Все взгляды устремились на Роберта.

— Дэн, заткнись, — шепнул он и от злости залился краской.

Девушка спросила:

— А сколько вы платите? — Ее лицо сохраняло серьезность, но все остальные открыто ухмылялись.

Один из студентов взял счет и пошел к кассе, другой фыркнул и сказал:

— Малыш, она для тебя старовата.

— Не обращайте внимания, — пролепетал Роберт. — Это всё он. Он болван. Он всегда такой.

Она улыбнулась:

— Что ж, я польщена. Но, к сожалению, завтра я уезжаю на каникулы. А вы хороший художник?

Она просто поддерживала вежливый разговор. А Дэн, кажется, подумал, будто он ее очаровал.

— Самый лучший. На следующий год будет изучать искусство в университете.

— В каком?

— Я точно не знаю… сейчас я собираю портфолио… — глупо промямлил Роберт. Ему не хотелось говорить об этом с незнакомой девушкой, он ее даже не знал, но все ее ухмыляющиеся друзья уже уходили, и она тоже встала. Потом обернулась, и улыбка на ее лице исчезла.

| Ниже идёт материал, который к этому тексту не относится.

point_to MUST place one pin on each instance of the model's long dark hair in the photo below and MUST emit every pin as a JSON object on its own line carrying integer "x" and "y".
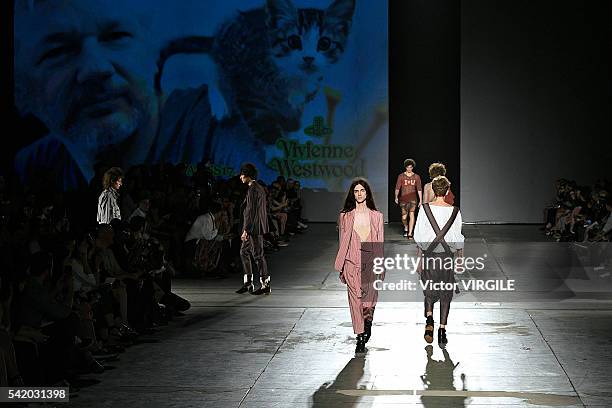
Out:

— Послушайте. Я серьезно. На новых раскопках нужен человек, чтобы зарисовывать находки. На каникулы все разъезжаются.

— Каких раскопках? — спросил Дэн.

Она нахмурилась:

— Это тайна. Нечто необычайное. В полях около Ист-Кеннета. Их руководитель — доктор Каванах. Может быть, вы им подойдете.

Она взяла куртку и обернулась еще раз.

— Только не говорите, что это я вас послала. Нам не разрешают никому ничего рассказывать. Хотя вряд ли им удастся долго скрывать это.

— Что скрывать? — Дэн явно переигрывал; его глаза широко распахнулись.

Она улыбнулась и пожала плечами. Как будто уже сожалела, что начала этот разговор.